Evan Spiegel Is Selling His Vision to Investors Ahead of Snap's Huge IPO
'Evan is the visionary -- Evan is the story.'
Evan Spiegel, the co-founder and CEO of Snap Inc., met with potential investors in New York City last week as the company starts to mobilize backers for its highly anticipated initial public offering, according to people with knowledge of the matter.
Snap, the Los Angeles-based parent company of the picture-messaging app Snapchat, filed confidential paperwork last fall for an IPO, setting the wheels in motion for what's likely to be the largest tech debut in years.
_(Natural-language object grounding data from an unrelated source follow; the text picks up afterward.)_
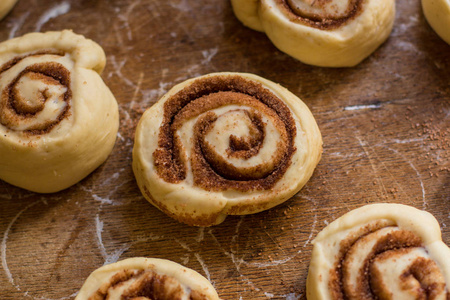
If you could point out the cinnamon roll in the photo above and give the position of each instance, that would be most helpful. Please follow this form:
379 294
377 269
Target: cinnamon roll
58 120
327 33
5 7
437 13
224 143
146 278
380 251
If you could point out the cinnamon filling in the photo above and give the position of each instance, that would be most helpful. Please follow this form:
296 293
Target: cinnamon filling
369 282
320 18
144 284
211 171
18 105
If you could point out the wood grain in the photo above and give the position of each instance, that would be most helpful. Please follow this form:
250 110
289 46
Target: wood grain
385 125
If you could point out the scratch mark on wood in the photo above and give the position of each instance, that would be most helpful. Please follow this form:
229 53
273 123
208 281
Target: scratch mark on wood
363 146
360 107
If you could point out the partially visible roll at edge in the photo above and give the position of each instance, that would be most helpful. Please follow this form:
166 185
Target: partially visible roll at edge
146 277
5 7
437 13
327 249
48 161
343 46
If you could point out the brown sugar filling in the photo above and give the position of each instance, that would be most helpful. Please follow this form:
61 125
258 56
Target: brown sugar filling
371 286
210 171
14 109
145 284
323 22
423 270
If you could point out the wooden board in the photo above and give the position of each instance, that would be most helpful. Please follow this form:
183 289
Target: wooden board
385 125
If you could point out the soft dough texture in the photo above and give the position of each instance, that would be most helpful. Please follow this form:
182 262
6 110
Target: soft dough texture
146 278
437 13
380 251
5 7
224 143
58 120
327 33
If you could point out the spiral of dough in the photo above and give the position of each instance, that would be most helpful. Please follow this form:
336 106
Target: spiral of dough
51 96
38 97
328 33
381 251
225 143
146 278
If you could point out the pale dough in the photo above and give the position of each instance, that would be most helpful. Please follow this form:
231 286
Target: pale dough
5 7
147 278
195 199
321 33
437 13
58 119
394 240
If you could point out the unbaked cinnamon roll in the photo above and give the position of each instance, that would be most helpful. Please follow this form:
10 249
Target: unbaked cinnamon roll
5 7
224 143
380 251
327 33
58 120
437 13
146 278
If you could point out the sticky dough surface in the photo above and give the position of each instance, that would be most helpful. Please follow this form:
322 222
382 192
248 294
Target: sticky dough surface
148 278
5 7
327 33
52 96
236 155
380 251
437 13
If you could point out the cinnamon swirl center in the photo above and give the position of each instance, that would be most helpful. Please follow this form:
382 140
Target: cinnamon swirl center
37 98
229 131
322 14
142 285
386 263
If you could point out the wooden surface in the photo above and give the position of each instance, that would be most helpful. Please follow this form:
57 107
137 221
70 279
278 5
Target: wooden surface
385 126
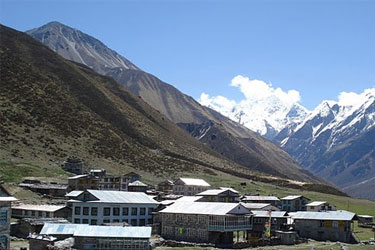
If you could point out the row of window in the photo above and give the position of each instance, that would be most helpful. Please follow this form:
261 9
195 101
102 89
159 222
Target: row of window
115 211
133 222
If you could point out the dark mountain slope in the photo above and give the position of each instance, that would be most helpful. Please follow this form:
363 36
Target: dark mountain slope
245 147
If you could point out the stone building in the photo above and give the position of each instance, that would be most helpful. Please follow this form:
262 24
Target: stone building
74 165
101 237
97 207
293 203
41 211
318 206
262 219
189 186
220 195
273 200
204 222
327 225
5 211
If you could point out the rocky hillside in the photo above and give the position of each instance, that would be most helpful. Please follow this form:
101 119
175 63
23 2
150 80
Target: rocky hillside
245 148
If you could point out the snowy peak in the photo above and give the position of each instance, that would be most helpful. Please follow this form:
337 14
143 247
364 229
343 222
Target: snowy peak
77 46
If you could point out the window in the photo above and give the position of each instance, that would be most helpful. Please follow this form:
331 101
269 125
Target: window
150 210
94 211
125 211
107 211
142 211
85 211
116 211
134 211
133 222
77 210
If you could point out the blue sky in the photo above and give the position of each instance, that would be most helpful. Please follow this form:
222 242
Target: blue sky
319 48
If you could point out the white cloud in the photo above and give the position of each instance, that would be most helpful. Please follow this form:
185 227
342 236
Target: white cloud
262 102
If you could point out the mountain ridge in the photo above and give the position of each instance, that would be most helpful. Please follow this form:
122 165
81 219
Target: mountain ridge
181 109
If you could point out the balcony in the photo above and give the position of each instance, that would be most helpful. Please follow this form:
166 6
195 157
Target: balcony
230 223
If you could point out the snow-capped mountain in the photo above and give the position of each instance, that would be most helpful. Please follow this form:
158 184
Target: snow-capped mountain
337 141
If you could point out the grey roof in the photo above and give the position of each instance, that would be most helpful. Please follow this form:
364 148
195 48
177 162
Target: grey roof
194 182
211 192
254 206
74 193
206 208
47 208
107 196
113 231
260 198
293 197
189 198
137 184
274 214
78 176
60 229
326 215
82 230
316 203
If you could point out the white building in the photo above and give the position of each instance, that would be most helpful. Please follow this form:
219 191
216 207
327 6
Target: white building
190 186
320 206
5 211
96 207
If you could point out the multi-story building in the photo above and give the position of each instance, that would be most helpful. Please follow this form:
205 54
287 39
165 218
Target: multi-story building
318 206
41 211
189 186
263 219
328 225
83 182
101 237
273 200
205 222
97 207
5 212
220 195
293 203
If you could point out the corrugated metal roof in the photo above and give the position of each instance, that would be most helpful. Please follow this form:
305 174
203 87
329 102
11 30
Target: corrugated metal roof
121 197
327 215
207 208
113 231
316 203
60 229
48 208
8 198
83 230
274 214
74 193
189 198
216 191
254 206
293 197
194 182
77 176
138 184
260 198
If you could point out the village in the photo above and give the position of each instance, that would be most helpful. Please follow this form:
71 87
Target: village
103 211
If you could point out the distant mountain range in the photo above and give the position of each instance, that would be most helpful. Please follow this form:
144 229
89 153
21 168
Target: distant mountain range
226 137
335 141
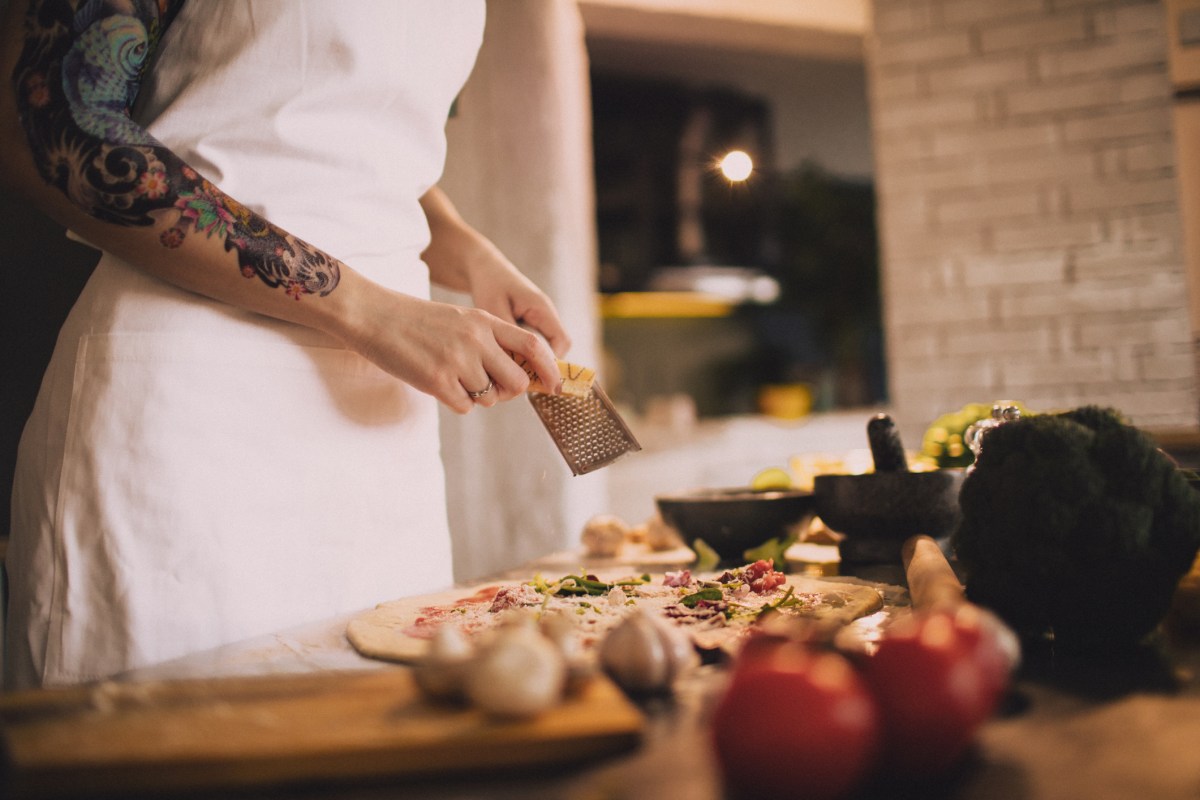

It's still expected to list its shares in late March at a value of between $20 billion and $25 billion. No decision has been made on which exchange Snap will list its shares on, sources said.
Snap was able to file confidentially with the Securities and Exchange Commission because it has annual revenue of under $1 billion. It can't hold formal meetings -- the official IPO "roadshow" -- with investors until 21 days after its financial statements are made publicly available. To meet a late-March-debut goal, Snap has until mid-February to make its paperwork public.
But Spiegel and his team have visited potential investors for "educational" meetings -- in other words, to introduce them to the technology and sell Spiegel's vision for the future of the company. Those meetings brought him to New York last week, the people who spoke with Business Insider said. The Wall Street Journal reported last month that Snap executives have held the meetings in several cities around the U.S.
The company's 26-year-old CEO is leaving the nuts and bolts of the deal process to his chief financial officer, Drew Vollero, the former Mattel executive who joined the company in 2015, and his chief strategy officer, Imran Khan, the former Credit Suisse investment banker known for helping take Alibaba and several other tech companies public.
Spiegel will, however, be the focus of the message that management conveys to investors, three people said. He will be framed as a visionary, similar to how Facebook CEO Mark Zuckerberg was depicted before that company's flotation.
"Evan is the visionary -- Evan is the story," one person told Business Insider.
Snap lieutenants are also scheduled to meet with stock analysts next week, according to a report earlier this week by Axios' Dan Primack. These meetings are meant to help the analysts refine their financial models -- again, ahead of the release of official financial statements -- and the documents could be public soon after.
The precise timing of the release of the financial statements, in what's called an S-1 filing, and of the entire IPO is subject to change, of course. The timeline could be delayed if Snap faces questions from the SEC over its disclosures, if investor sentiment toward stocks sours substantially, or if early feedback from the investor meetings is somehow lackluster.
Snap declined to comment.
For months Snap's IPO has been a foregone conclusion on Wall Street and in Silicon Valley. The company last year added a seasoned IPO specialist to its board and then changed its name from Snapchat to Snap in a move that it said was meant to speak to potential public investors.
"You can search Snapchat or Spectacles for the fun stuff and leave Snap Inc. for the Wall Street crowd :)" the company said in a blog post in September.
The company's business is quickly evolving from the chat app that gave it its name. The company has increased advertising and added news, and last year it began selling its Spectacles, eyeglasses that can take photos and record video.
On Thursday the Snapchat app was updated to make it easier to use and less confusing for the general public.
Still, with Snap potentially valued at as much as $25 billion, the company will need to explain what its total addressable market can be -- outside of the millennial demographic it's already popular with. Snap said in June that it had 150 million daily users. But Instagram, the rival photo app owned by Facebook, has already reached the same number of daily users since launching a Snapchat-like service, dubbed "Stories," in August.
Snap will also have to lay out a vision for how revenue can grow from less than $1 billion to many billions. And the angle Snap chooses in pitching itself to Wall Street will be important. The company's recent foray into hardware and its new identity as a "camera company" could cause investors to value it differently than a pure-play internet company, where profit margins are typically higher.
Snap also faces two lawsuits filed since news of its IPO plans broke last year, including one from a former employee who is accusing the company of lying to investors about its growth metrics. Snap said it thinks the suit has no merit.